Without further ado, the multiplication diagram, which, for simplicity, assumes that all a, b, c, d, e, and f are 1:

                  p0000000qq00000rrrr0000sssss00ttttttt0uuuuuuuu *
                  a00000000b00000000c00000000d00000000e00000000f
                ------------------------------------------------  
                  p0000000qq00000rrrr0000sssss00ttttttt0uuuuuuuu
         p0000000qq00000rrrr0000sssss00ttttttt0uuuuuuuu
  000000qq00000rrrr0000sssss00ttttttt0uuuuuuuu
  0000rrrr0000sssss00ttttttt0uuuuuuuu
  000sssss00ttttttt0uuuuuuuu
  0ttttttt0uuuuuuuu
  --------------------------------------------------------------
  ________XXXXXXXXX_____________________________________________

The highlighted  portion, XXXXXXXXX, shall contain a * uuuuuuuu + b * ttttttt + c * sssss + d * rrrr + e * qq + f * p, or abcdef(3). The maximum result value shall not exceed 365, which can be represented on 9 bits.

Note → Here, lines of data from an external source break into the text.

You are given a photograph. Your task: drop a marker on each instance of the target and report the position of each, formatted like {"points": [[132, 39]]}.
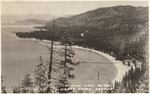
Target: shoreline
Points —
{"points": [[121, 69]]}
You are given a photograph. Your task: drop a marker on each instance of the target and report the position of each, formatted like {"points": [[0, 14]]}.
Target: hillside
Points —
{"points": [[119, 30], [110, 16]]}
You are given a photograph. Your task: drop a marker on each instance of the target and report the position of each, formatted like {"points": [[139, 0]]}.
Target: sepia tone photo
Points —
{"points": [[74, 47]]}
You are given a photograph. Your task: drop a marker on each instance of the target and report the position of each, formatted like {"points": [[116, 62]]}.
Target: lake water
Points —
{"points": [[19, 56]]}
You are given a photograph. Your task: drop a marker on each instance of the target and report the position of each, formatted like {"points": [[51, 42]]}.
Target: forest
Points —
{"points": [[120, 31]]}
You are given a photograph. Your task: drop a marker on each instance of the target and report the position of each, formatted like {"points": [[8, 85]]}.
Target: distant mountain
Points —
{"points": [[12, 18], [118, 30], [110, 16]]}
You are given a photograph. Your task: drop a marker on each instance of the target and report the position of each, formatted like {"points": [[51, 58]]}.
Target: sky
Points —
{"points": [[59, 8]]}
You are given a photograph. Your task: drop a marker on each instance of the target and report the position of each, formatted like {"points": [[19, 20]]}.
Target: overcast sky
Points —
{"points": [[59, 8]]}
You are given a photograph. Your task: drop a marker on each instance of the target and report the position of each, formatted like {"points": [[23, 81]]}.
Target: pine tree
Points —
{"points": [[63, 83], [40, 78], [2, 85]]}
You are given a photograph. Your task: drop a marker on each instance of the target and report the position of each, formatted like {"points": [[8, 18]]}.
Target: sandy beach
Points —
{"points": [[122, 69]]}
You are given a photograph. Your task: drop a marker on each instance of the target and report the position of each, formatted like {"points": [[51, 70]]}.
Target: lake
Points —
{"points": [[19, 56]]}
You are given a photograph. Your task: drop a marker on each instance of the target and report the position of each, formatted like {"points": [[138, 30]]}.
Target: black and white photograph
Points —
{"points": [[75, 46]]}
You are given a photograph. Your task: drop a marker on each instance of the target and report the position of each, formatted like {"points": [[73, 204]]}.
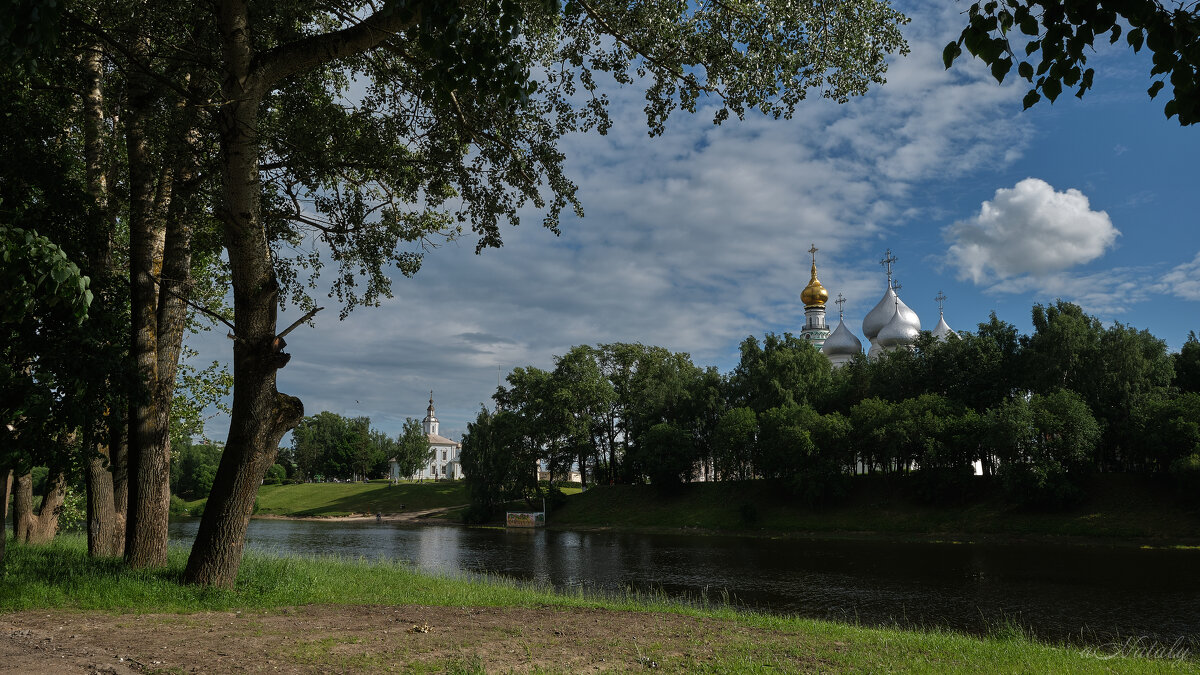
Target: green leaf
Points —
{"points": [[952, 52], [1029, 24], [1135, 39], [1053, 88], [1000, 69]]}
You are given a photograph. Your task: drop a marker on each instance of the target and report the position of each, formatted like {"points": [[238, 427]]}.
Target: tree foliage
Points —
{"points": [[1007, 33], [328, 446], [1037, 413]]}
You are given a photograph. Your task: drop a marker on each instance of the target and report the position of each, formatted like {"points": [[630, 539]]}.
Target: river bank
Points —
{"points": [[1121, 511], [64, 613]]}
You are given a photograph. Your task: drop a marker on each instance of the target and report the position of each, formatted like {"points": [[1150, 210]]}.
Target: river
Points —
{"points": [[1083, 593]]}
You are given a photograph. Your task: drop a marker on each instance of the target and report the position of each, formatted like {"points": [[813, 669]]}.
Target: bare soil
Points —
{"points": [[376, 638]]}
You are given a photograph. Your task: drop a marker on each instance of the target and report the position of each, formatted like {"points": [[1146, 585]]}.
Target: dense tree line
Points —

By placing the powers of 3 with exactly the same "pitch" as the bits in our pattern (i.e., 9 bits), we ensured the XXXXXXXXX area in the result will have all the powers of 3 precisely lined up. Of course, uuuuuuuu, ttttttt, sssss, rrrr, qq, and are just aliases for the powers of 3. The multiplication factor is 0x1018243651.

This technique works as long as there is no carry between the multiplication groups. In other words, the sum of powers of 3 should be representable on the number of bits between two elements (9 bits). It should now be clear why a 6-long NWSE diagonal was chosen. The NWSE direction provides a 9-bit separation between elements. The NESW diagonal provides only 7 bits of separation. Also, if we chose a 7 or 8-long NWSE diagonal, the powers of 3 would exceed 9 bits, as the sum of powers of 3 up to 6 is 1091 (10 bits).

However, for 5-long diagonals the technique works in both directions, as 7 bits are sufficient to sum up all the powers of 3 up to 4.

Acknowledgements

I would like to thank Chris Welty, the main author of NTest, and Won Chun for independently giving me the idea of combining magic multiplies and base 2 to base 3 conversion.

References

Ntest: Main source tree: https://github.com/weltyc/ntest
My clone of ntest's source tree: https://github.com/vladpetric/ntest

Zebra: http://radagast.se/othello/download.html

"Experiments with Multi-ProbCut and a New High-Quality Evaluation Function for Othello" (1997) by Michael Buro describes additive, pattern-based Othello

Notes

* NTest uses a total of 42 patterns: 16 for all the rows and columns (8 + 8), 14 for diagonals (size 5 to size 8), and 12 for corner regions (3 per corner). In addition to summing up pattern values, NTest also uses mobility, potential mobility and parity to statically evaluate a position.

** NTest uses a homologous representation - 0 for the side to move, 1 for empty and 2 for the opposing side. For the purpose of this post, the different convention makes little difference.